Less than a day after insisting that he would not step down as Israel's Foreign Minister in the face of indictments for fraud and breaches of public trust, Avigdor Lieberman has resigned. A statement from the extreme right-winger said that he had left his ministerial post as well as his position as deputy prime minister even though he knows that he "has committed no crime" and despite his lawyer insisting that he did not have to resign in such a case. Lieberman said that he hopes that he will be cleared of all charges before the January General Election.
By taking this step, claimed Lieberman, he is giving Israelis a clear signal about what he believes are false charges. Waiving his parliamentary immunity by resigning will, he added, enable the case to be cleared up quickly before electioneering begins in earnest.

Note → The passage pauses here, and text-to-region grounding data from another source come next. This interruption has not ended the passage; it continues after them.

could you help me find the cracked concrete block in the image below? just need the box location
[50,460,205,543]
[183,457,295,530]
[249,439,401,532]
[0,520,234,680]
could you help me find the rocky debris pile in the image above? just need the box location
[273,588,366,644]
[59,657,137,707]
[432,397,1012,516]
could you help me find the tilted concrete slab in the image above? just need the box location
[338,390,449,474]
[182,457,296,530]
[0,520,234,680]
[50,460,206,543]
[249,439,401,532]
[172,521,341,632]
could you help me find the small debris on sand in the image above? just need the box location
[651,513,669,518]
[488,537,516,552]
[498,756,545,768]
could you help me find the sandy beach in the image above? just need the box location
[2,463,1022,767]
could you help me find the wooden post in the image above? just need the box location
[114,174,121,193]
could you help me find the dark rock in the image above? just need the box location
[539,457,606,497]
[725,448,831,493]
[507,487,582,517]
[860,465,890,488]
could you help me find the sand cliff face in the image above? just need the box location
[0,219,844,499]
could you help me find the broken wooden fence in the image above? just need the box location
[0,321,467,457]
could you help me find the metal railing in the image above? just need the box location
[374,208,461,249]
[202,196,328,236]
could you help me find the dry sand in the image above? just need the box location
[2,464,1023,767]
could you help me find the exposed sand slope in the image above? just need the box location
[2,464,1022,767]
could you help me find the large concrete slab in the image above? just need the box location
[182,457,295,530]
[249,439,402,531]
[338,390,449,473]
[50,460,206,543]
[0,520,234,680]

The head of the left-wing Meretz Party, Zehava Galon, filed a petition to Israel's Supreme Court demanding the Foreign Minister's resignation before the news broke that Lieberman had stepped down.
Although Attorney-General Yehuda Weinstein announced that he is to close the main corruption case against Lieberman, he went ahead with the lesser charges.

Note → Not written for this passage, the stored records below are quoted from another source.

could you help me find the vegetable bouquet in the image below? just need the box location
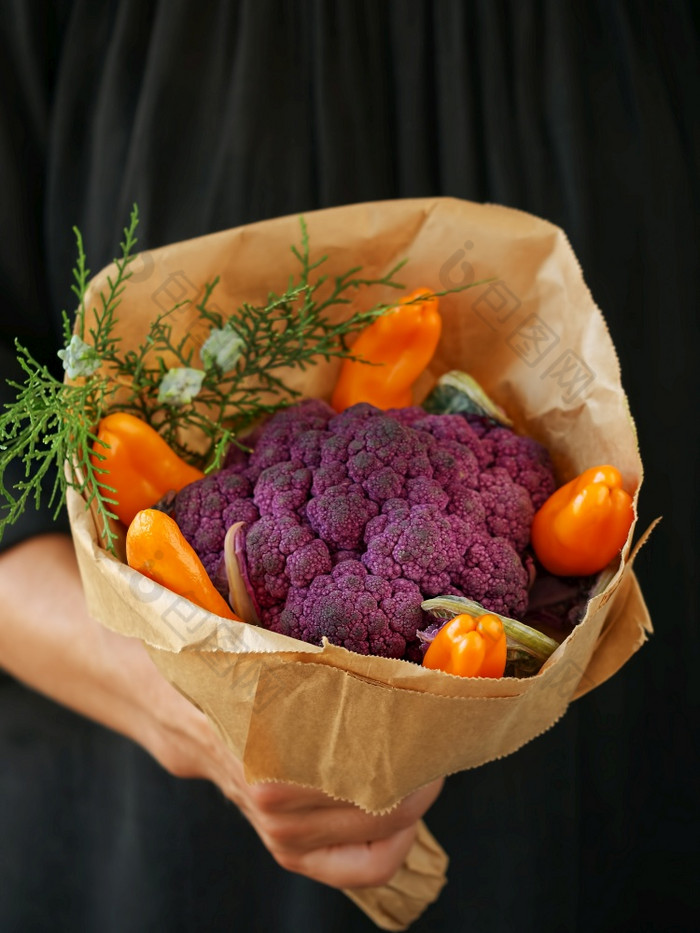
[3,198,653,930]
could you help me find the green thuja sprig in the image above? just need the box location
[0,210,408,552]
[1,206,141,553]
[0,207,487,554]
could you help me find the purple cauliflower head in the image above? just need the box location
[167,399,557,657]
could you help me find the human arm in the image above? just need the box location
[0,531,442,889]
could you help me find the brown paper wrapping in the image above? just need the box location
[67,198,652,929]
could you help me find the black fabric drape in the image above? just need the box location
[1,2,698,930]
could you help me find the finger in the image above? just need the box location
[251,778,444,855]
[246,775,444,819]
[243,781,348,814]
[280,824,419,889]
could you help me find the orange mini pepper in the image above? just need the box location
[91,412,204,526]
[331,289,442,412]
[422,613,507,678]
[126,508,240,620]
[531,464,634,576]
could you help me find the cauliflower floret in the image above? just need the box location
[247,398,335,476]
[362,499,471,597]
[271,560,425,659]
[478,467,535,553]
[253,460,312,518]
[171,468,259,582]
[468,418,555,510]
[455,535,530,617]
[245,514,316,608]
[306,483,379,551]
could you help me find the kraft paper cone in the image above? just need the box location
[67,198,653,928]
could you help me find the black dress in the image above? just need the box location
[1,2,698,930]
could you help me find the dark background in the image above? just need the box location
[1,2,698,931]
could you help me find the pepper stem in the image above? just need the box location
[421,596,559,661]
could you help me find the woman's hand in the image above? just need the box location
[0,533,444,889]
[238,779,444,888]
[163,702,444,888]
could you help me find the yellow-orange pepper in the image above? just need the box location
[422,613,507,678]
[531,465,634,576]
[331,289,442,412]
[126,509,240,620]
[91,412,204,526]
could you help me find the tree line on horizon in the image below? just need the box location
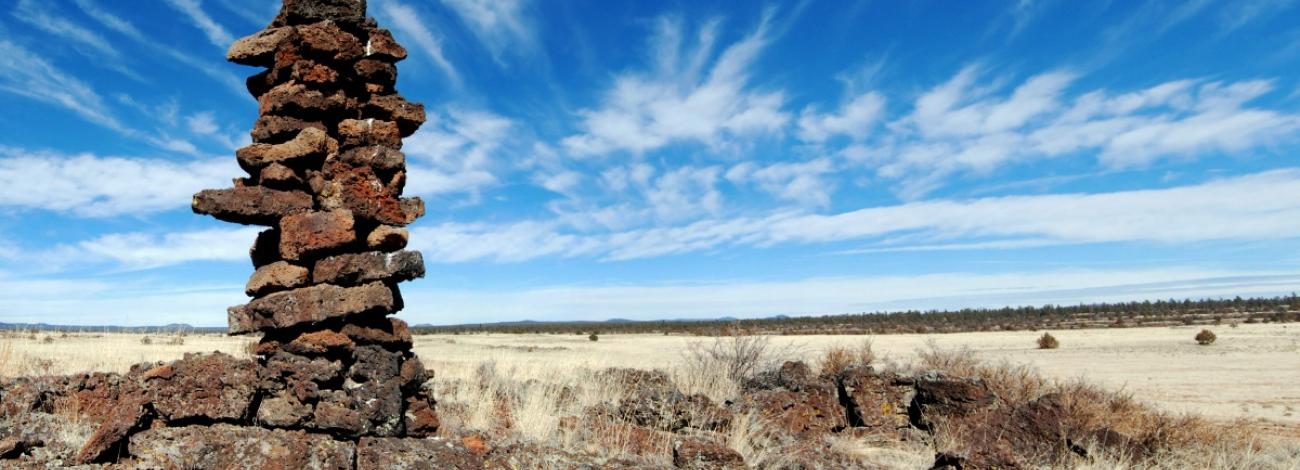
[411,293,1300,336]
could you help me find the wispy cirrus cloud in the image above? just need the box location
[163,0,234,48]
[561,12,789,156]
[411,169,1300,263]
[804,66,1300,198]
[402,109,512,199]
[375,0,461,86]
[0,40,131,134]
[74,0,246,97]
[441,0,537,66]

Investigations into Lieberman's activities began in 2001 and spanned nine countries. The most serious allegations included money laundering and bribery. The Attorney General said there was no chance of a conviction on the more serious charges – yet.
Israeli Prime Minister Benjamin Netanyahu defended his outspoken political partner, and said that he hoped that he would prove his innocence.
Avigdor Lieberman is not the first senior Israeli politician to face corruption charges. Former Prime Minister Ehud Olmert resigned in 2008 after being indicted for corruption, although he has since been acquitted of most of the charges.